4Types of Load Balancers

Layer 4 vs Layer 7 Load Balancing

Load balancers operate at different OSI layers, each with distinct capabilities and trade-offs.

Layer 4 (Transport Layer)

Routes based on IP address + TCP/UDP port
Does NOT inspect packet content
Ultra-fast: millions of requests/sec
Protocol agnostic (HTTP, WebSocket, DB, etc.)
Lower latency, higher throughput
Cannot do content-based routing
Best for: Database connections, gaming, high-throughput

Layer 7 (Application Layer)

Inspects HTTP headers, cookies, URLs, body
Smart content-based routing decisions
Performs SSL/TLS termination
Can modify requests and responses
Supports A/B testing, canary deployments
WAF capabilities, rate limiting
Best for: Web apps, APIs, microservices

Layer 4 vs Layer 7 - Decision Example

http

// Layer 4: Only sees network data
Source: 192.168.1.100:54321 → Destination: lb.example.com:443
Decision: Route to Server A at 10.0.1.5:443 (based on IP/port only)

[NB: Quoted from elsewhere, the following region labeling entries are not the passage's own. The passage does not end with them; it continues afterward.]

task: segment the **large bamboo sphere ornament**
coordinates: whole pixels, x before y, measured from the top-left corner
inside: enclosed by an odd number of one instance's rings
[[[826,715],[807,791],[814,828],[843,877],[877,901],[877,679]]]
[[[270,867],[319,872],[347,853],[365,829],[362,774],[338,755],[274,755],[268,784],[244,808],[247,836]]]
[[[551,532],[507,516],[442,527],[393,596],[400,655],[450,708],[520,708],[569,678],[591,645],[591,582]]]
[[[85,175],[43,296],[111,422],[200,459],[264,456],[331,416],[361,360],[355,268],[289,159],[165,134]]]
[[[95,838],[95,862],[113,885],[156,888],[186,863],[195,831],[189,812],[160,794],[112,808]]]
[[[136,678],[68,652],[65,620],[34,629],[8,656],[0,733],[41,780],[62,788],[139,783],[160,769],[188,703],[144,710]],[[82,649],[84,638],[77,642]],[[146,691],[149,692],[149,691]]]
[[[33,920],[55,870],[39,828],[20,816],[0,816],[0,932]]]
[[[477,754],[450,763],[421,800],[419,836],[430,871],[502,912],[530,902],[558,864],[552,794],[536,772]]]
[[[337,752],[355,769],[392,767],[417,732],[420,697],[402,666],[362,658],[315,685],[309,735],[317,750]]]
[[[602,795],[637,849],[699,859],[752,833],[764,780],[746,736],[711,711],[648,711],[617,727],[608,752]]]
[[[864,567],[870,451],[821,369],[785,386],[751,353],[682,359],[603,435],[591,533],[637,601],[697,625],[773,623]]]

// Layer 7: Understands application data
GET /api/users HTTP/1.1
Host: example.com
Cookie: session_id=abc123

Decision: /api/* → API servers, /static/* → CDN, Cookie → Same server

Hardware vs Software vs Cloud

Type	Examples	Pros	Cons
Hardware	F5 BIG-IP, Citrix ADC	Ultra-high performance, dedicated	Expensive, inflexible, vendor lock-in
Software	Nginx, HAProxy, Envoy	Flexible, programmable, open-source	Requires server management
Cloud (LBaaS)	AWS ELB, GCP LB, Azure LB	Fully managed, auto-scaling, global	Vendor lock-in, ongoing costs

5Where to Place Load Balancers

In a typical 3-tier architecture, load balancers can be placed at multiple points for maximum scalability:

Between Users and Web Servers

The primary LB that faces the internet. Handles SSL termination, routes HTTP/HTTPS traffic to web servers or API gateways. This is the most common placement.

Between Web and Application Servers

Distributes internal requests from web servers to application servers that run business logic. Prevents any single app server from being overwhelmed.

Between Application and Database Servers

Routes database queries across read replicas. Ensures database connections are evenly distributed. Often uses Layer 4 LB for performance.

Key Insight

Load balancers can potentially be used between ANY two services with multiple instances. In microservices architectures, each service may have its own LB (service mesh pattern).

6Global vs Local Load Balancing

Global (GSLB)

Distributes traffic across geographic regions
Routes users to nearest data center
Handles region/zone failover
Uses DNS-based routing or Anycast
Considers user location, DC health, latency
Example: Route US users to US-East, EU users to EU-West

Local Load Balancing

Operates within a single data center
Acts as a reverse proxy
Uses Virtual IP (VIP) for clients
Focuses on server health and capacity
Handles actual request distribution
Example: Distribute across 50 servers in US-East DC

DNS Limitations

Caching Issues: ISPs cache DNS responses, so TTL determines how quickly traffic shifts. No Health Awareness: DNS keeps returning dead server IPs until TTL expires. For production GSLB, use dedicated solutions like AWS Route 53, Cloudflare, or dedicated ADCs.

7Key Features & Services

Modern load balancers provide much more than just traffic distribution:

Health Checking

Active checks: LB sends periodic requests (e.g., GET /health every 10s). Passive checks: Monitor real traffic for errors. Unhealthy servers are removed automatically and re-added when healthy.

SSL/TLS Termination

LB handles encryption/decryption, sending plain HTTP to backend servers. Reduces server CPU load by 20-40%. Centralizes certificate management. Also called "SSL offloading".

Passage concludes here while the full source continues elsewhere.